By happy coincidence and far from its native home in western Sumatra, titum arum, the world’s smelliest bloom, flowered at Paignton Zoo in Devon and at the Royal Botanic Gardens in Edinburgh. It’s a rare event, but not to be outdone—in New York, Cornell University’s titan arum has also been showing off.
While in a recent study researchers identified the enzyme that plays a key role in producing the sweet fragrance found in roses, titum arum – or Amorphophallus titanum to give it its Latin name – is famed for a very different type of smell: that of rotting flesh. As one witness in Edinburgh put it: “At its peak in the glasshouse it actually made our eyes water.”
So what is this amazing plant, and why is it so smelly?
We have the Victorians to thank
The Victorian age was great for exploring. It was deep in present-day Tanzania in November 1871 that the American journalist Henry Morton Stanley uttered his famous (alleged) words: “Dr Livingstone, I presume?” A few years later in the rain-forests of Sumatra in 1878, a slightly less momentous, but much more unpleasant discovery was made, when a botanist from Florence named Odoardo Beccari probably became the first Westerner to observe the smelliest plant in the world. He sent some seeds and tubers back home – from where some seeds made their way to Kew Gardens – and it was there that Amorphophallus titanum flowered for the first time in the West in 1889. It actually has a British relative, Arum maculatum, perhaps better known as cuckoo pint.
Cultivating Amorphophallus titanium isn’t a job for the impatient. It flowers irregularly, every few years. The plant has a vast underground tuber, which can weigh up to 75kg and produces a huge leaf, which can grow up to six metres tall. Sometimes it instead produces a huge inflorescence, stretching up to three metres high, with very small individual male and female flowers at the base, surrounded by a kind of giant green petal called a spathe. On average this only happens around every 10 years. But when it does, you certainly know about it, and they say that you can smell it from half a mile away.
A master of disguise
Its rotting flesh smell gives titum arum other alternative names such as the corpse flower or carrion plant. Its smell is designed to attract insects such as flies and carrion beetles, which normally feed on decaying flesh, which will help pollinate it. The spathe is green on the outside but the flower head is red, so it looks like meat. This plant is really cunning – as it blooms it gives out quite a lot of heat, up to 36°C, which encourages the molecules to spread out by helping them vapourise, and also confirms the impression of “warm meat”. The insects crawl over the spathe to leave their eggs in what they believe to be rotten meat, in the process transferring pollen – and this pollinates the plant.

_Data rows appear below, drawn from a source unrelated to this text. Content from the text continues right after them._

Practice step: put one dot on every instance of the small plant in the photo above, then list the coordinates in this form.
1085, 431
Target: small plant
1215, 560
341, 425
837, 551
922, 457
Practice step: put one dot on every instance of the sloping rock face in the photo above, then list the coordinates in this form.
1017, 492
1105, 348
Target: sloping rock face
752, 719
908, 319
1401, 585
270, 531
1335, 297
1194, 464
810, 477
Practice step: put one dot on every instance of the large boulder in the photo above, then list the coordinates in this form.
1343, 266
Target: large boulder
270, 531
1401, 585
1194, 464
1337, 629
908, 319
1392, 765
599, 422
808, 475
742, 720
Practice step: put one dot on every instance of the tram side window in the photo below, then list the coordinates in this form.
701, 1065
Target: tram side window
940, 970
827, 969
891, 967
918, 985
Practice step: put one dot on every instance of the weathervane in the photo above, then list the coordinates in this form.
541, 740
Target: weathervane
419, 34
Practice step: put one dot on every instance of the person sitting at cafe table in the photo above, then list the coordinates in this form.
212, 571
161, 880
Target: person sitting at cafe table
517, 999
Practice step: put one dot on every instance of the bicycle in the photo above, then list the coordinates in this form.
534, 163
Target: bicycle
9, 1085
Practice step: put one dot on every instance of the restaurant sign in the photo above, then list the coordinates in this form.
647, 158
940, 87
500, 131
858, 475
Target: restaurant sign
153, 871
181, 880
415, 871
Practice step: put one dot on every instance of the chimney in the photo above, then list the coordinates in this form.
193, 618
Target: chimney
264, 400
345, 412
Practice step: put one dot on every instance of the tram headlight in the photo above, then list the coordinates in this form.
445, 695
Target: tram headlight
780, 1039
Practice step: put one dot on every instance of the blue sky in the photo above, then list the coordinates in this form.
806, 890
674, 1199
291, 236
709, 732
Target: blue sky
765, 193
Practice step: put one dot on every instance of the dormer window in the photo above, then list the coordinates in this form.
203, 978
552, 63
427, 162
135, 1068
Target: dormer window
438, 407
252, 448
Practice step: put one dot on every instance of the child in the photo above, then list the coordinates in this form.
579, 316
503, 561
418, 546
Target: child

Some years ago, scientists at Kew Gardens identified the molecules responsible for these awful smells. The main ones are called dimethyl disulphide (DMDS) and dimethyl trisulphide (DMTS); they’ve been known in the laboratory for years, and yes, they do smell disgusting.
In small amounts
In small amounts, molecules such DMDS and DMTS are an “off-flavour” in beer (DMDS is a byproduct of the fermentation process). The scientists looked at various species of the genus Amorphophallus (Araceae, the Arum family), including the titan arum, and found that most made DMDS and DMTS. Some also use other molecules, organic acids like the ones found on “sweaty skin”, as well as indole, a molecule partly responsible for the smell of human faeces. It’s not the only type of plant to smell like this. Scientists who examined the South African stinkhorn fungus (Clathrus archeri) discovered that it was producing dimethyl disulphide, just like a sample of rotten meat (and a dead rat).
Another arum (Helicodiceros muscivorus) is known as known as “dead-horse arum” (you can guess why). It is found in Sardinia and Corsica. It uses dimethyl sulfide (DMS) as well as DMDS and DMTS to attract blowflies. Dimethyl sulphide is a molecule we’ve all smelt, it is part of the sulphur cycle and is responsible for the “smell of the seaside”. Dimethyl sulphide is also the molecule that pigs and dogs look for when they detect black truffles underground in some parts of France. DMDS and DMTS are associated with the smell of Italian white truffles.
So Amorphophallus titanum isn’t what most people have in mind when they “say it with flowers”. These use a cornucopia of molecules with amazing smells to lighten our day and reach the emotions that words cannot.